Rufus T. of Portland would like to request that we NOT weigh in there.
posted by showbiz_liz at 6:42 PM on May 5, 2008


How does Rufus T., if that is his real name, expect us to "chill out" if our ice cream trucks are being threatened.
posted by clearly at 6:47 PM on May 5, 2008 [1 favorite]


FUCKIN' SACRED!!!!!!!!!!!!!!!!!!!!!!!!!!!!!!!

Ice Cream Man

(there is no relation between those two lines)
posted by caddis at 6:48 PM on May 5, 2008


Dude, freakin' Maine? Ice cream trucks are a mild annoyance in Maine. I challenge you to last a week --- an agonizing, haunting, heat-soaked week --- suffering the biblical proportions of the ice cream truck in Queens. Especially if you spend a lot of time in playgrounds. Where can we weigh in?

Oh and by the way why the fuck to the damn trucks have to play that one same song?

posted by DenOfSizer at 6:59 PM on May 5, 2008


It took a few weeks for the rules silencing non-moving trucks to be enforced in my neighborhood, but now that they are I'm much happier. From 4 blocks away (and 20 floors up!) it sounded like the damn truck was right outside our bedroom window, at 11 at night. Who the fuck buys their kid ice cream at 11p?

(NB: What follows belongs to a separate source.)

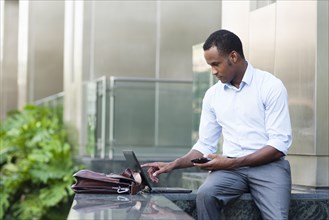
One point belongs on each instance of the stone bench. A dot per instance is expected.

So, Portland should definitely silence their ice cream trucks the next time I visit.
posted by These Premises Are Alarmed at 7:04 PM on May 5, 2008


They were welcome when I was a kid -- more than welcome. A white truck, with a white-gloved, uniformed gent behind the wheel who gently pulled a cord in the vehicle that rang the silver bells that were lined up above the windshield. We heard the bells, and ran.

Today, as a parent, I kinda sorta resent the cranky, unintelligible ass who drives at snail's pace with bad speakers blaring "La Cucaracha" (nice selection, Akbar) up and down the streets. His "season" begins when the last snow vanishes, and ends when the Christmas lights go up. He short-changes the kids more often than not, is short with them, and has awful timing.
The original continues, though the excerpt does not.